Protesters Pelt UN Compound in Eastern Congo

Michael J. Kavanagh with displaced Congolese in the Kibumba IDP camp last week. This IDP camp was raided and captured by Congolese rebels yesterday. Image by Taylor Krauss. Congo, 2008.

Today, Worldfocus correspondent Michael J. Kavanagh reported from inside a UN compound in eastern Congo, which faced a storm of protesters. Michael is also a journalist for the Pulitzer Center on Crisis Reporting.

Watch Michael’s interview with Martin Savidge: UN commander resigns as thousands flee in Congo.

Violence in eastern Congo reached new heights today when the force led by Tutsi rebel General Laurent Nkunda captured the Congolese army’s main base in the east.
The rebels went on to capture three other towns and are now only 20 km (or 12 miles) outside of Goma, where United Nations peacekeepers blocked their advance.

Protesters started taking out their frustrations on the UN because they feel the UN is not doing enough to protect them against the small (but powerful) rebel group of 5,000 to 7,000. Protesters have been stoning vehicles, pelting the compound with rocks and burning tires in the street.

There are probably about 100 people total inside the compound.
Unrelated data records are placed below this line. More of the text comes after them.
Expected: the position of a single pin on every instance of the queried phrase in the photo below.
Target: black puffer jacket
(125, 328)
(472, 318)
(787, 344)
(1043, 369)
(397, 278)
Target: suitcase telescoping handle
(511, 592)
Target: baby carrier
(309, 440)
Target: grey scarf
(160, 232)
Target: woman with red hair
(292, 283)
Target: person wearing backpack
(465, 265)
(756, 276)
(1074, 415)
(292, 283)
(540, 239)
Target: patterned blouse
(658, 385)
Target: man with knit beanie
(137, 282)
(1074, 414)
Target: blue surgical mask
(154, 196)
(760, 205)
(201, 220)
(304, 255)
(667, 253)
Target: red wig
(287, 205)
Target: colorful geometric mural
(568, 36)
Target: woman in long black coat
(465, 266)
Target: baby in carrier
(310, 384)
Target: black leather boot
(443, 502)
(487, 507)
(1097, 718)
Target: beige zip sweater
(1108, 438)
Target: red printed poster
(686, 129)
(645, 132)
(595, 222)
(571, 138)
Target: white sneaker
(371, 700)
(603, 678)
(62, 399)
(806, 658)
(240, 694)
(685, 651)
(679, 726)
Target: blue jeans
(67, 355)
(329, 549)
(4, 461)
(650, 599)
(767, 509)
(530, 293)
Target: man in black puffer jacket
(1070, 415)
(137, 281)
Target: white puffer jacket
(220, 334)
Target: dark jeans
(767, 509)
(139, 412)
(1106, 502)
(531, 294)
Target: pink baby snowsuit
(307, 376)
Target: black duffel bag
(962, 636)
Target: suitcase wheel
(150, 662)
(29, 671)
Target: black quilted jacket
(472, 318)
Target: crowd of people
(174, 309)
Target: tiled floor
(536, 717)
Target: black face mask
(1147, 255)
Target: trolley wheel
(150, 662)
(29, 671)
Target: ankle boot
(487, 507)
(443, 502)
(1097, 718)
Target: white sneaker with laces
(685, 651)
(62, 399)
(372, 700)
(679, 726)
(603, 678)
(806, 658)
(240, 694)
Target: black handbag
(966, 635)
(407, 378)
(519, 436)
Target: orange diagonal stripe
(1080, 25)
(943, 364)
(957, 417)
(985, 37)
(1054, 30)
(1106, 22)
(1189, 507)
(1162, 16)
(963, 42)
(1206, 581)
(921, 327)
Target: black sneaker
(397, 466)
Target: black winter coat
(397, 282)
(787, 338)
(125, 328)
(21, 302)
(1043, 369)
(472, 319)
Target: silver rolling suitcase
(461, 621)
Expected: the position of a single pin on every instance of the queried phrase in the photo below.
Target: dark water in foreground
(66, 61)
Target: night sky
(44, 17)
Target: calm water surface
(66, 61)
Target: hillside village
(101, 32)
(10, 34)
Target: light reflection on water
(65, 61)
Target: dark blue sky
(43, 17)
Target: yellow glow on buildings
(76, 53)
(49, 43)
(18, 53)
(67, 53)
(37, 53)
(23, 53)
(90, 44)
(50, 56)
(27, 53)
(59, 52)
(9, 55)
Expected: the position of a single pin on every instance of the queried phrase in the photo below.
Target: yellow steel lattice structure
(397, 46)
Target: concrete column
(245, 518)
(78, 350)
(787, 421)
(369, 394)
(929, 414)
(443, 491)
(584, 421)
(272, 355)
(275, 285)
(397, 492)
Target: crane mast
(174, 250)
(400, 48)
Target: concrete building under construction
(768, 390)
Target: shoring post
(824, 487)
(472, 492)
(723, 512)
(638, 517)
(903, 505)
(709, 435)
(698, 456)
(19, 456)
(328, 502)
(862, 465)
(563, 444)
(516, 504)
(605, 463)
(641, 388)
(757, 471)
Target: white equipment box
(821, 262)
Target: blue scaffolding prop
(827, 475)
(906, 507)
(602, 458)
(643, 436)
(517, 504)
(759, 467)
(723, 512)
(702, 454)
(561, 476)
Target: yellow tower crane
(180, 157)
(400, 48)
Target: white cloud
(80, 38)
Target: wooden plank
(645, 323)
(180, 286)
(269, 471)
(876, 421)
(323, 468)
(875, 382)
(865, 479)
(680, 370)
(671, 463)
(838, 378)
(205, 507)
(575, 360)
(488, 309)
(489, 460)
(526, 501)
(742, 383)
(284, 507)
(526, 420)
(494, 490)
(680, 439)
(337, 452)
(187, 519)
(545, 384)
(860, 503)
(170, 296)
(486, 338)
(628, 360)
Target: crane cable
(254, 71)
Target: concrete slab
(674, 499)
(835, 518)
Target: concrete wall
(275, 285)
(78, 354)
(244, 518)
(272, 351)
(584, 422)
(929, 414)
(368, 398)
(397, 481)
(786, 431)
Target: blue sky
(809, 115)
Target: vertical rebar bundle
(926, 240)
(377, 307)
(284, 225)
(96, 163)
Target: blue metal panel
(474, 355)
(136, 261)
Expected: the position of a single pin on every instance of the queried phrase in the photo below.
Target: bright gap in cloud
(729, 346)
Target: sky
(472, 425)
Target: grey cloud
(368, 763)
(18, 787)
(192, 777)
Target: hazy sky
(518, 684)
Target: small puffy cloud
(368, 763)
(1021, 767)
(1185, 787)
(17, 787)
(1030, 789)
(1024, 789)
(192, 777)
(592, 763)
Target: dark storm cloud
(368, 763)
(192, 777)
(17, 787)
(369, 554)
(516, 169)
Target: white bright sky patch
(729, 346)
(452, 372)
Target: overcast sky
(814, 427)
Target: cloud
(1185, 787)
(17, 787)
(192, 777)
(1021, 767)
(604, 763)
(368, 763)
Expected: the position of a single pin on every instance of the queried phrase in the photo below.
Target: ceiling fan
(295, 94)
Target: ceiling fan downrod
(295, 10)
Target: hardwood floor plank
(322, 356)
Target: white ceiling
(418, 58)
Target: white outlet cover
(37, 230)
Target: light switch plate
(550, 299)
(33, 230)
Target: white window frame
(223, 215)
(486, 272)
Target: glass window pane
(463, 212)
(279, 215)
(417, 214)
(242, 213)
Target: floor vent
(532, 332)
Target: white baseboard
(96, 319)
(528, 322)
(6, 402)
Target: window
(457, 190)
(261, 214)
At least one Congolese civilian was killed when U.N. peacekeepers were forced to open fire on a crowd storming their base.

There are more than 1 million internally displaced people (IDPs) here in the east right now. Today, another 20,000 were displaced and on their way to Goma — a camp up the road had been emptied out.

Over 250,000 people have been displaced by fighting in the last six weeks.

A peace process that began in January 2008 was supposed to force the Democratic Liberation Forces of Rwanda (FDLR) to put down their weapons and go back to Rwanda, but that process has fallen apart.

This is kind of an endgame to the Congolese war that started in 1996, when Rwanda tried to track down genocidaires — or Rwandan Hutus who committed genocide — in eastern Congo. There are still remnants of that genocidal force here in Congo.

Congo is now accusing Rwanda of fighting a proxy war by supporting Nkunda’s rebels. In response, Rwanda says both Congo AND the UN peacekeeping force are protecting the FDLR.

Nkunda’s spokesperson said their forces are fighting primarily against the FDLR - a group of Rwandan Hutu rebels who have terrorized eastern Congo ever since they first came here in 1994. The leaders of the FDLR are accused of participating in the Rwandan genocide.